KN-86 Deckline — PCM Voice Bark System Addendum

Parent Documents:

KN-86-Capability-Model-Spec.md (Cipher voice, cartridge flash layout)
KN-86-Pi-Zero-Build-Specification.md (PSG hardware, audio subsystem — supersedes the archived Pico-era KN-86-Modern-Build-Specification.md)
KN-86-UI-Design-System.md (sound design patterns)
KN-86-Cartridge-Grammar-Spec.md (stdlib API, cartridge authoring surface)

1. Motivation

The Cipher voice is the KN-86’s narrative engine. It currently communicates exclusively through text rendered to the amber display — procedurally constructed sentences from domain word tables, appearing at mission transitions, debriefs, and critical state changes. The PSG provides tonal punctuation (alert stings, confirmation tones) but no vocal content.
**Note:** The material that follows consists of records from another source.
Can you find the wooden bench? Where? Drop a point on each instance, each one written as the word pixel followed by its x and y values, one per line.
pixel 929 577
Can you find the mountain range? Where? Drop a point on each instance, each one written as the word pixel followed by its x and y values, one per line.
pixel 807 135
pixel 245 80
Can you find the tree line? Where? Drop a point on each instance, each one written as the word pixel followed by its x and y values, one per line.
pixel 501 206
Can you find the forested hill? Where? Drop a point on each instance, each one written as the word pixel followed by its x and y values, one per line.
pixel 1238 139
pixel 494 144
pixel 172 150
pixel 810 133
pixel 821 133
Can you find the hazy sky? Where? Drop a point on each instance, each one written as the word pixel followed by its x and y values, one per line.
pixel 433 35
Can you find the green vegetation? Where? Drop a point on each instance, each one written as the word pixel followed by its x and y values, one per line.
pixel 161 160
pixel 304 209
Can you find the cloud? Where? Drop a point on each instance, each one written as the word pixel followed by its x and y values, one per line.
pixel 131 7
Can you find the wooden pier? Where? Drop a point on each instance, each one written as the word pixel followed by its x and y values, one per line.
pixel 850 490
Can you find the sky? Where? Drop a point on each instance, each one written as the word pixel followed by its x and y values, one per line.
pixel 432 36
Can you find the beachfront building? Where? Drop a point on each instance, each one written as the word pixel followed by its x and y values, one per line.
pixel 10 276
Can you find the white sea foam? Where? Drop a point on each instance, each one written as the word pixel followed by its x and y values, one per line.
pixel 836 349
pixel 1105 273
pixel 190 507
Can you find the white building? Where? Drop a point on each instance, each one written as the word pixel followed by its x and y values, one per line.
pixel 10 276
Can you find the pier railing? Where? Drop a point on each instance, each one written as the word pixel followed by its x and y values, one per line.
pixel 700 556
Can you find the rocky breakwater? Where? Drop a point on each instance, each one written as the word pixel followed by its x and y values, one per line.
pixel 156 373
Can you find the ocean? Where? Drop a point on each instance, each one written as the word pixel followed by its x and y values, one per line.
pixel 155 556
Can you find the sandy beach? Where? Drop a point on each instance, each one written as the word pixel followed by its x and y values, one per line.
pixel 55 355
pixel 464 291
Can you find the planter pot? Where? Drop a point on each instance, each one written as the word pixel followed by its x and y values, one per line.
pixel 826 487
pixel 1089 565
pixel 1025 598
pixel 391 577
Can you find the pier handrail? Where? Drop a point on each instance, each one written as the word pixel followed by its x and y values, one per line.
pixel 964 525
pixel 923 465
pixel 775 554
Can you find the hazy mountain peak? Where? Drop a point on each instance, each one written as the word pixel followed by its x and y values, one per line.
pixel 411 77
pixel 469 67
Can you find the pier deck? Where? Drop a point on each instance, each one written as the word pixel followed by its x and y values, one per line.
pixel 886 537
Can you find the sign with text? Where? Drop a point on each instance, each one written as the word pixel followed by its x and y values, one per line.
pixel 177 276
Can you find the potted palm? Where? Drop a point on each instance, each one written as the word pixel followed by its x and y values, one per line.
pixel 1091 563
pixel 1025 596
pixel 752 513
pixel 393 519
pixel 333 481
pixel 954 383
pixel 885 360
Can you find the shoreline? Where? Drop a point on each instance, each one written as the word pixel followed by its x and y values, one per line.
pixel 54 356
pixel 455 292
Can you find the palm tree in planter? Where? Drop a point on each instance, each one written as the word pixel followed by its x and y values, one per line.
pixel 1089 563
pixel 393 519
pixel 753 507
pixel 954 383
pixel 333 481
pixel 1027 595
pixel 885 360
This addendum proposes adding short PCM voice barks to the Cipher voice system. These are pre-recorded speech samples — single words or short phrases, compressed and stored in cartridge flash — played through the YM2149’s amplitude register as a DAC. The reference point is NES-era digitized speech: Double Dribble’s “DOUBLE DRIBBLE!”, Blades of Steel’s “FIGHT!”, Mike Tyson’s Punch-Out’s “BODY BLOW!”. Gritty, lo-fi, unmistakably 8-bit, never more than a yelled phrase.
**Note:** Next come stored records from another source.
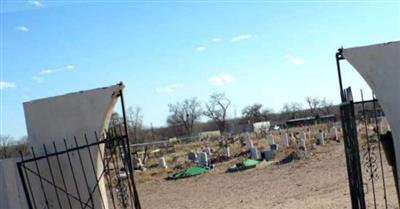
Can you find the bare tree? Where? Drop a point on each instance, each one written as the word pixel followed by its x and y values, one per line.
pixel 185 114
pixel 5 143
pixel 217 108
pixel 292 109
pixel 313 103
pixel 253 113
pixel 327 106
pixel 135 119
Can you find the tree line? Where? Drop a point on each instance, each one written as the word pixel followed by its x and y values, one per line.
pixel 184 117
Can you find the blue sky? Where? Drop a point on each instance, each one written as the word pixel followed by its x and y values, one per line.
pixel 269 52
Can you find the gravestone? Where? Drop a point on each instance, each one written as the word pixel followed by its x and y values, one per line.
pixel 274 147
pixel 254 153
pixel 249 144
pixel 333 134
pixel 192 156
pixel 270 139
pixel 207 150
pixel 320 138
pixel 226 152
pixel 162 163
pixel 203 159
pixel 268 155
pixel 284 139
pixel 303 135
pixel 302 144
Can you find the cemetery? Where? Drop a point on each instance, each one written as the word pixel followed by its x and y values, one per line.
pixel 80 159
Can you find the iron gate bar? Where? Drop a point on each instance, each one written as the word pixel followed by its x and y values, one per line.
pixel 115 153
pixel 369 148
pixel 379 148
pixel 73 173
pixel 62 175
pixel 40 179
pixel 49 182
pixel 24 183
pixel 107 177
pixel 350 141
pixel 352 152
pixel 52 176
pixel 125 164
pixel 84 174
pixel 94 171
pixel 136 195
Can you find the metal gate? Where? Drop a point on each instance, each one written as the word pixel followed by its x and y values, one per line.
pixel 61 173
pixel 367 166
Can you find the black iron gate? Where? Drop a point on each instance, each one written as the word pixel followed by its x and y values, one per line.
pixel 365 159
pixel 55 179
pixel 87 172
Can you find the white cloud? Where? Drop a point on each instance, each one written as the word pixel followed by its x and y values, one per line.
pixel 70 67
pixel 200 49
pixel 216 39
pixel 296 60
pixel 169 89
pixel 241 37
pixel 7 85
pixel 221 79
pixel 22 28
pixel 38 79
pixel 47 72
pixel 35 3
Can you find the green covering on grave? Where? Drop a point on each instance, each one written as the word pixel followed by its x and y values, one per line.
pixel 192 171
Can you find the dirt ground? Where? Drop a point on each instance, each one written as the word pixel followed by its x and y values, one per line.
pixel 318 182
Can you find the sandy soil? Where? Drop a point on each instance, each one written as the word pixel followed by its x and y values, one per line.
pixel 318 182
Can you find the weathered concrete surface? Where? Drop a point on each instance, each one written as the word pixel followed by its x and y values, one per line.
pixel 65 117
pixel 12 195
pixel 379 65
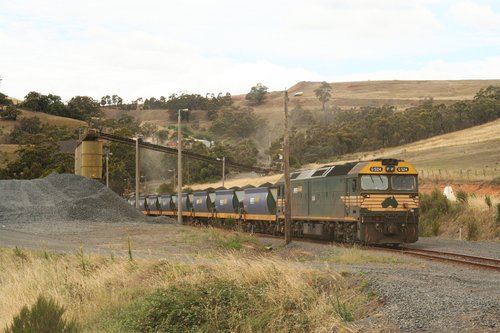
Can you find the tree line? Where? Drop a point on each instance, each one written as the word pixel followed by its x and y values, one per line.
pixel 371 128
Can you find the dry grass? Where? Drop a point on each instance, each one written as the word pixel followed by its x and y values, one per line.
pixel 53 120
pixel 96 289
pixel 474 220
pixel 355 255
pixel 7 154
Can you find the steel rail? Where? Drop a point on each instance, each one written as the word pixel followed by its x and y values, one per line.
pixel 464 259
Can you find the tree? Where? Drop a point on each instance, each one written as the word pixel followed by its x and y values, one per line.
pixel 84 108
pixel 257 94
pixel 4 100
pixel 45 315
pixel 323 93
pixel 10 112
pixel 235 122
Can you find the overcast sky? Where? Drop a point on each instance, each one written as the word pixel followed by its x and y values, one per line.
pixel 159 47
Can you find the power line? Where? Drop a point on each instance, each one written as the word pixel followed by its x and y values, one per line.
pixel 91 135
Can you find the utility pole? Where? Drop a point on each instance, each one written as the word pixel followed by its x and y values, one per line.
pixel 137 171
pixel 286 163
pixel 223 169
pixel 179 167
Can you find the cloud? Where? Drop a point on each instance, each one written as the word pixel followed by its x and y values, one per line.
pixel 476 15
pixel 487 68
pixel 154 48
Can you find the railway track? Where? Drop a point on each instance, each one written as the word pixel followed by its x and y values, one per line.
pixel 457 258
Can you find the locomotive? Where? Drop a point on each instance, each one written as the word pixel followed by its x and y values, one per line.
pixel 368 202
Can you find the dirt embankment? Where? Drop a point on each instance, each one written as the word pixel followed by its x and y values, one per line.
pixel 479 188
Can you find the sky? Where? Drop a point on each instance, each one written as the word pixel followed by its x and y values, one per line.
pixel 153 48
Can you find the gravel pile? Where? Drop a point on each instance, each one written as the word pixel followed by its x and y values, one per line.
pixel 62 197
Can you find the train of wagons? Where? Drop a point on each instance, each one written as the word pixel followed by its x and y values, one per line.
pixel 368 202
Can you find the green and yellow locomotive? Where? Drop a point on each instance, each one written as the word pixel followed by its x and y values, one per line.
pixel 370 202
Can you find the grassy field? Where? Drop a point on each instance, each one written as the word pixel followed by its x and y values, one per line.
pixel 235 286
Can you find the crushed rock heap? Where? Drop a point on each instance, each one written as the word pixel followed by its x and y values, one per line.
pixel 62 197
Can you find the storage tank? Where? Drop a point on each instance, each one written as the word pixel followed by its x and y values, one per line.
pixel 165 202
pixel 152 203
pixel 88 159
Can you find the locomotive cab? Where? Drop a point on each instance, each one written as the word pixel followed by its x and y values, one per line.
pixel 386 204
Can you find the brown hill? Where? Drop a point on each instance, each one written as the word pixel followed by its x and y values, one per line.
pixel 346 95
pixel 7 151
pixel 469 158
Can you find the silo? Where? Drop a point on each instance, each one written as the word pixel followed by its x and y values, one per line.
pixel 88 159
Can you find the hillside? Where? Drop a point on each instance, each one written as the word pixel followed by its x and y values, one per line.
pixel 464 156
pixel 7 151
pixel 345 95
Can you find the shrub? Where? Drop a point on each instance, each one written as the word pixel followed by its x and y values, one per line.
pixel 216 306
pixel 487 200
pixel 45 315
pixel 462 196
pixel 432 208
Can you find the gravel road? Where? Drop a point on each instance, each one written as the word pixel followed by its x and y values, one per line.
pixel 64 212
Why this matters: The Cipher voice is described as a “competent colleague” — terse, clipped, authoritative. Text on amber screen already sells this. But a barked word at a critical moment — “BREACH.” when ICE catches you, “CLEAN.” on a perfect extraction, “TRACED.” when Black Ledger finds the fraud — bridges the gap between reading a terminal message and feeling like someone is actually there. It’s the difference between seeing > CONTACT on screen and hearing the word punched through a 28mm speaker at the same time.

Design constraint: Barks supplement the text voice. They never replace it. The Cipher voice remains primarily textual. Barks fire at high-impact moments only — a few per session, not every screen transition. Overuse kills the effect.

2. Technical Approach

2A. Playback Mechanism

The YM2149 has no PCM playback mode. But each channel’s amplitude register (regs 8, 9, 10) is a 4-bit DAC — writing values 0–15 directly controls the output level. By writing amplitude values at a fixed sample rate, one channel becomes a crude PCM output.

Technique: Commandeer Channel C’s amplitude register. Disable Channel C’s tone generator (mixer bit 2 = 1) and noise (mixer bit 5 = 1) so the channel output is controlled purely by amplitude writes. Feed 4-bit sample values from a buffer into register 10 at the playback sample rate. Channels A and B remain available for tonal accompaniment (a drone, an alert tone underneath the bark).

On the emulator and device: The audio_callback in sound.c already runs at 44.1kHz, calling psg_sample() per sample. The simplest approach: when a bark is active, psg_sample() overrides Channel C’s amplitude with the next sample byte at the bark’s sample rate, using a counter to downsample from 44.1kHz to the bark rate. The CPU cost is one register write per bark sample — negligible on target hardware.

2B. Sample Format

Property	Value	Rationale
Bit depth	4-bit (packed, 2 samples/byte)	Matches YM2149 DAC resolution exactly. No wasted bits.
Sample rate	8,000 Hz	Adequate for intelligible speech. Phone-quality bandwidth (~3.4kHz).
Channels	Mono	Single speaker output.
Compression	None (raw 4-bit PCM)	At these sizes, compression overhead exceeds savings.
Max duration	1.0 second per bark	Design constraint, not technical limit.
Storage per second	4,000 bytes	8,000 samples/sec × 0.5 bytes/sample = 4KB/sec.
Max bark size	4,000 bytes	1.0 sec × 4KB/sec.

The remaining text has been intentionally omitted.